Marygrove College (1927- 2019)
Marygrove is the direct descendant of Monroe’s St. Mary Academy, established by the IHM Sisters in 1846 – just two months after their founding.
By the beginning of the 20th century, the Academy was offering college-level courses; in 1905, the sisters built a separate St. Mary College.
In 1910 the State of Michigan empowered the college to grant degrees, and four years later, the State Department of Education authorized it to grant teaching certificates.
In the early 1920s, it became apparent that the college was outgrowing its buildings and that Detroit would be a more appropriate site for a new campus. Mother Domitilla Donohue felt that moving the college to the city would give more women an opportunity for higher education and that the college could itself be a monument to Detroit.
In March 1922, for $241,000, Mother Domitilla purchased an 80-acre wooded tract in a developing area of northwest Detroit for the new St. Mary College.
The purchase price of the land, however, exhausted the money that had been set aside to build the new campus in Monroe, so the congregation launched a Building Campaign Fund in 1923, culminating in a week-long Marygrove Festival at the Arena Gardens in Detroit.
From 1942 until 1980, the IHM Sisters also sponsored the Marygrove College Preschool
The purpose of the preschool was two-fold: to prepare college students to become preschool teachers and to study the young children in order to cooperate with parents in their training. During its peak years, the preschool had a long waiting list for enrollment, with some parents even registering their children at birth.

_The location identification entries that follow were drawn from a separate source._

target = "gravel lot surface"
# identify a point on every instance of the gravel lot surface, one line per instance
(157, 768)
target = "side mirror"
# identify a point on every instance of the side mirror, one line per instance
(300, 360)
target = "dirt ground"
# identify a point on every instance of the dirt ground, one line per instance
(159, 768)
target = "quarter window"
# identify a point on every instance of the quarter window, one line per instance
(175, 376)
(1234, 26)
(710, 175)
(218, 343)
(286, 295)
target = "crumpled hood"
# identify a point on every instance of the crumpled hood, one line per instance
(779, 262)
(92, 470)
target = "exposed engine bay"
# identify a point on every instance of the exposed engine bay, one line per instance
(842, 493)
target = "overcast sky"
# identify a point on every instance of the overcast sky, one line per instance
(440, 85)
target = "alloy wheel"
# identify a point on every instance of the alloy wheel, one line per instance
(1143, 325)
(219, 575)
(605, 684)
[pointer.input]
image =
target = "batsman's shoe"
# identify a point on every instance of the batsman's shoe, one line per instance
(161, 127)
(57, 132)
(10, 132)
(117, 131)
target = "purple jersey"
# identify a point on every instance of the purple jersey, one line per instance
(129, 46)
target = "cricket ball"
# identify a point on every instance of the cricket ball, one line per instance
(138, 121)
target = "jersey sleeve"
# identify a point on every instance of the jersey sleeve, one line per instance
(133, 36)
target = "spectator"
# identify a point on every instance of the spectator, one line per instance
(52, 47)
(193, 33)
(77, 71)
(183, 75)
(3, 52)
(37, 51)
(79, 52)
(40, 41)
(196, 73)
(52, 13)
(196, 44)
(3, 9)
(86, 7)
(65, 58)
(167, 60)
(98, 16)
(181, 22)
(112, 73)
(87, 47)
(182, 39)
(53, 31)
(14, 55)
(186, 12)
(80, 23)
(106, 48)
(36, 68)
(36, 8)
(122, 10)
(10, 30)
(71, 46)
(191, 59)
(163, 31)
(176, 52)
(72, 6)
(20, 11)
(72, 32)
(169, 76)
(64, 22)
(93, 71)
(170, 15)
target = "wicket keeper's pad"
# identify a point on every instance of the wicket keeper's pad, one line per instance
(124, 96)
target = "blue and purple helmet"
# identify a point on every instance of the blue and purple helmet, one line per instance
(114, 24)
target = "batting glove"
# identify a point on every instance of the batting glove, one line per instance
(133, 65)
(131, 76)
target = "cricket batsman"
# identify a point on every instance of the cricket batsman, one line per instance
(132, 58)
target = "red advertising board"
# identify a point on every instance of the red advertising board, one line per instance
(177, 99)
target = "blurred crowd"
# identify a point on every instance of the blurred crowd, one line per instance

With the help of the St. Mary Alumnae Association, Michigan parishes, graduates of IHM schools and Detroit business leaders, the festival raised $101,000, but the total campaign fund could not match the cost of the new buildings. With deep faith and courageous spirit, Mother Domitilla and her governing council indebted the IHM congregation for the $4 million necessary to build and equip the college.
The new site suggested a new name, and in 1925, with the laying of the cornerstone of the present Liberal Arts Building, St. Mary College became Marygrove College. The gates of the Detroit campus opened in September 1927, welcoming 287 students.
The educational landscape changed drastically in the state of Michigan as elsewhere in the nation. The high school population dwindled such that all colleges and universities were competing for the same smaller number of students. Financial woes persisted from the mid-2000s through 2019, which forced the College to close its undergraduate programs at the end of 2017 and its graduate programs at the end of 2019.